The world’s largest trial of a 4-day week in the UK has got off to a successful start and is showing initial positive results. CNN Business questioned employees and participating companies: Many do not want to go back to the long working hours after the test phase – that’s how successful the reduction in working hours has been so far.

Since June 2022, 3,300 employees in 70 companies and organizations in the United Kingdom have been working 80 per cent of their normal working hours and receiving full pay. The trial is one of a number of experiments investigating the effects of shorter working hours. For example, the biggest trial to date of a 4-day week in Iceland was an overwhelming success. Field trials also started in Ireland or Scotland. CNN Business checked in with the participating British companies in early August and found similar success: The majority of employees want to keep the reduced working hours even after the end of the test phase. This is because employees are already feeling the benefits after the past eight weeks, or as one participant in the trial describes it:

“The five-day week is a 20th century concept that is no longer suitable for the 21st century.”

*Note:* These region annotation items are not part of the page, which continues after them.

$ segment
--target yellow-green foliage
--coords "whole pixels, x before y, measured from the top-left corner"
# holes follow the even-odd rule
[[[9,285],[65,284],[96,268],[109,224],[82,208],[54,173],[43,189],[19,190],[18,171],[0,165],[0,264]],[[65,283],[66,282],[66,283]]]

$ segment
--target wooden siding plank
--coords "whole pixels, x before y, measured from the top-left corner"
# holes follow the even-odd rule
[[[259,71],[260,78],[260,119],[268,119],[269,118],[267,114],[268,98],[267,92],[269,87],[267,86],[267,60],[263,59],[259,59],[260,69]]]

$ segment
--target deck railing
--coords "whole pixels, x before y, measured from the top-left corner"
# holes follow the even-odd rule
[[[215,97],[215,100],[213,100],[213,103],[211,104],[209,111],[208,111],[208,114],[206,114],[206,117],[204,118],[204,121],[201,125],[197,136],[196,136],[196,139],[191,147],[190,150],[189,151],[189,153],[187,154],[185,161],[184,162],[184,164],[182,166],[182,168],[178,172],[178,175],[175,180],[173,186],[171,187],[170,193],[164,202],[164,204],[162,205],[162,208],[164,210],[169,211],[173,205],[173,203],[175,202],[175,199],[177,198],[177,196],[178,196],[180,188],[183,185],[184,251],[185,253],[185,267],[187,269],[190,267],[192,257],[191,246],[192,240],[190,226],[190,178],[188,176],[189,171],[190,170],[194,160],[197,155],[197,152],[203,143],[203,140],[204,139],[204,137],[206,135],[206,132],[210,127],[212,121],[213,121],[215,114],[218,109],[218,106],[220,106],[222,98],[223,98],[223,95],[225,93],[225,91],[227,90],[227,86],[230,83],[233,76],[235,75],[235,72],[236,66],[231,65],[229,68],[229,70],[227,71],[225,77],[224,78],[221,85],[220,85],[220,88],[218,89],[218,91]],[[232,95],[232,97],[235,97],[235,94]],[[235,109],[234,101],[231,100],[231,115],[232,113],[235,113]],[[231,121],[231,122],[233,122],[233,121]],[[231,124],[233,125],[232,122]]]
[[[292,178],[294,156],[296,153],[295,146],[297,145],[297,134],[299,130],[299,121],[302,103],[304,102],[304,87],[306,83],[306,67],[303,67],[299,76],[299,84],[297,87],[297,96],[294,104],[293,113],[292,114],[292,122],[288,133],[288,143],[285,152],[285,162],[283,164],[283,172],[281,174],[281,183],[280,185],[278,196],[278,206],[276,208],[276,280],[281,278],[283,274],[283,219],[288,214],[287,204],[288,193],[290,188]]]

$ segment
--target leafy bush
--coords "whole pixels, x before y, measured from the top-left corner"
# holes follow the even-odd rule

UK 4-day week trial: Work shorter hours for the same salary

The trial is organized by 4-Day-Week-Global, together with the think tank “Autonomy”. Researchers from the universities of Cambridge, Oxford, and Boston College are accompanying the field trial. They are studying the impact of shorter working hours on productivity, employee well-being, the environment and gender equality. Employees are expected to follow the “100:80:100 model.” They receive 100 per cent of the pay for 80 per cent of the time. In return, they are expected to try to maintain 100 per cent productivity. The trial is to run from June to November when companies can decide whether to stick with the new working hours model or return to longer hours.

The new daily routine is “phenomenal”

After the first eight weeks, CNN Business checked in with several companies and learned from some employees that they are already “feeling happier, healthier and doing their jobs better.” Lisa Gilbert, a manager at a credit provider, for example, describes the new routine to CNN Business as “phenomenal” and “life-changing.” She says she can really enjoy the weekend because she can now use Fridays to get housework or other obligations done – without feeling guilty. 

Other respondents say the extra day made it possible to “pursue new hobbies, fulfil long-standing ambitions or simply invest more time in their relationships,” according to CNN Business. While some employees used the time to take cooking classes or piano lessons, others went fishing, exercised or devoted themselves to volunteer work. For example, Mark Howland, marketing and communications director at a charity bank, told the online magazine:

“On my day off, I’d go for pretty long bike rides, take care of myself, take time off, and then have the whole weekend to do things around the house and spend time with family.”

Shorter meetings, more concentrated work

The changeover was not smooth everywhere. At one London PR agency, it was even “really chaotic,” as Managing Director Samantha Losey recounts. But after two weeks, her team has developed successful methods to achieve the same results in the shorter time available. These include shorter meetings and periods for more focused work. She expects 75 percent of the company will be able to maintain productivity over the course of the six-month experiment – allowing them to keep the four-day work week.

“The team is fighting incredibly hard for this so far,” she says.

This finding is also consistent with the evaluation in the Icelandic experiment. There, it was also shown that the most effective methods were very specifically adapted to the respective workplace: for example, fewer or shorter meetings or a better distribution of tasks between the staff members. The nursing staff changed shift patterns and some offices closed earlier on Fridays because there was less to do.